I don't know how long I stood there—
Face pressed to the other side of the glass.
Watching my body walk away.
Smile on its face.
Notebook in its hand.
Mine.
---
He never looked back.
Not once.
Just turned the corner into the kitchen like he'd always lived there.
Like he was me.
And I was the reflection now.
A ghost in a glass coffin.
---
The mirror went dark a few minutes later.
No more apartment.
No more light.
Only the hallway I was now in.
Familiar—but reversed.
The doors numbered backward.
Walls curved subtly in a way that made me dizzy to walk.
I tried stepping forward.
The mirror floor rippled under my feet, like water thickened by static.
And the air—it hummed.
Low.
Continuous.
Like the room itself was rewinding.
---
I walked past Door B4.
Not 4B. Not anymore.
Every step forward felt like falling into someone else's dream.
My own thoughts? Muted.
Memories? Loose.
My name? Already starting to itch, like it didn't fit right anymore.
---
I found another mirror hanging crooked on the wall.
Cracked but reflecting.
I leaned close.
Whispered my name.
> "Elijah Foster."
The mirror said nothing back.
Instead, a voice behind me—female—calm, steady.

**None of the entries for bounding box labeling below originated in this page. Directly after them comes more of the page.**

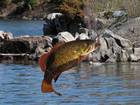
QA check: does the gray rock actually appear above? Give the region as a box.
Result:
[112,10,128,18]
[47,13,62,20]
[90,30,133,62]
[52,31,75,45]
[43,13,84,36]
[112,17,140,43]
[0,36,52,54]
[76,33,90,40]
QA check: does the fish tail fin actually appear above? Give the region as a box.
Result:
[41,80,62,96]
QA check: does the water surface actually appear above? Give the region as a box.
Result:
[0,63,140,105]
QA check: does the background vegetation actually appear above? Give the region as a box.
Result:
[0,0,140,17]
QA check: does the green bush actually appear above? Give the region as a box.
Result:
[58,0,84,17]
[0,0,12,7]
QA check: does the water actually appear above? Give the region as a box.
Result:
[0,63,140,105]
[0,20,44,36]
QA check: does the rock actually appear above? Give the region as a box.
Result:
[0,36,52,59]
[0,31,13,41]
[92,30,133,62]
[112,10,128,18]
[75,33,90,40]
[112,17,140,43]
[43,13,84,36]
[47,13,62,20]
[103,29,132,48]
[52,31,75,45]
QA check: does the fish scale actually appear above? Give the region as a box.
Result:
[39,40,100,95]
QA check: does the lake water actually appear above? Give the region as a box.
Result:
[0,20,140,105]
[0,20,45,36]
[0,63,140,105]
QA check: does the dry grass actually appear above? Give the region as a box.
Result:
[89,0,140,17]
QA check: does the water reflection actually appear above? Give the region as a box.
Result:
[0,63,140,105]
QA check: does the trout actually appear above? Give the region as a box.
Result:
[39,39,100,95]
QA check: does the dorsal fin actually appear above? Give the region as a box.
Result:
[38,43,64,72]
[38,52,50,72]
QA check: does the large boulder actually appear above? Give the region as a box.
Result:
[0,36,52,59]
[52,31,75,45]
[43,13,84,35]
[90,30,132,62]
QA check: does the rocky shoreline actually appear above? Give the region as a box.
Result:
[0,11,140,62]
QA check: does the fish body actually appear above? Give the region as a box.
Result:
[39,40,100,95]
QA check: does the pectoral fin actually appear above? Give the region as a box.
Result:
[54,73,61,82]
[41,80,62,96]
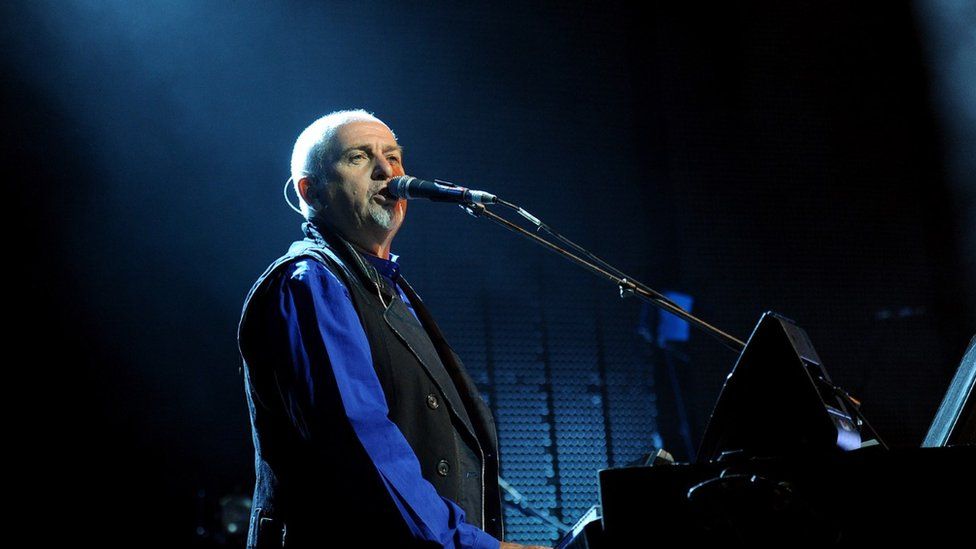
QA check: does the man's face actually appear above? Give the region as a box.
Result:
[321,120,407,248]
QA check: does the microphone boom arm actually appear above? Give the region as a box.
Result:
[460,200,746,353]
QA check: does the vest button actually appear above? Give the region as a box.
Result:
[437,459,451,477]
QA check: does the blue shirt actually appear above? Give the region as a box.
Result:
[269,254,499,549]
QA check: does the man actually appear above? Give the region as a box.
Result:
[238,110,540,549]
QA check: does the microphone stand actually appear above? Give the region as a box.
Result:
[460,199,746,353]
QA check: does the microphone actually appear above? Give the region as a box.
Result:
[387,175,498,204]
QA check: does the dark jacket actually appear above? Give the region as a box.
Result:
[238,223,503,549]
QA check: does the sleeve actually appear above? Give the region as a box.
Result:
[268,260,499,549]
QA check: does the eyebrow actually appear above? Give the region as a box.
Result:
[342,143,403,155]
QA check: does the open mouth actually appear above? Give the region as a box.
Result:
[373,187,397,205]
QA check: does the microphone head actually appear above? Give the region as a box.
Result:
[386,175,417,198]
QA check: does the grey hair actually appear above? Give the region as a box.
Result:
[291,109,396,217]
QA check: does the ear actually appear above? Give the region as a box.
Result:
[298,176,322,211]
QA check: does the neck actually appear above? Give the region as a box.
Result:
[310,217,393,260]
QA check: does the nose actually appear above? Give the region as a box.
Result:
[373,155,396,181]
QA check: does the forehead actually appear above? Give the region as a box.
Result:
[333,120,397,151]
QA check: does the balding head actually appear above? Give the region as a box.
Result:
[291,109,392,218]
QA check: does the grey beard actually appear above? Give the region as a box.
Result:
[369,204,393,229]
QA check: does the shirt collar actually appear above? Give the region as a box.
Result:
[359,252,400,282]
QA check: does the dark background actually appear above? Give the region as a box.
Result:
[0,1,976,546]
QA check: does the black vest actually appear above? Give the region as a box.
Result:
[238,223,503,549]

> "That's not your name in here."
I turned.
She was standing perfectly still, barefoot, wearing an oversized hoodie.
Eyes white with static.
Voice like an old cassette recording.
> "You haven't earned it back yet."
> "Not until you remember what you left behind."
---
> "Who are you?"
> "Version 2," she said.
"But you can call me Nara."
> "Version?"
> "We're all Versions in here. Echoes. Drafts. Cuts."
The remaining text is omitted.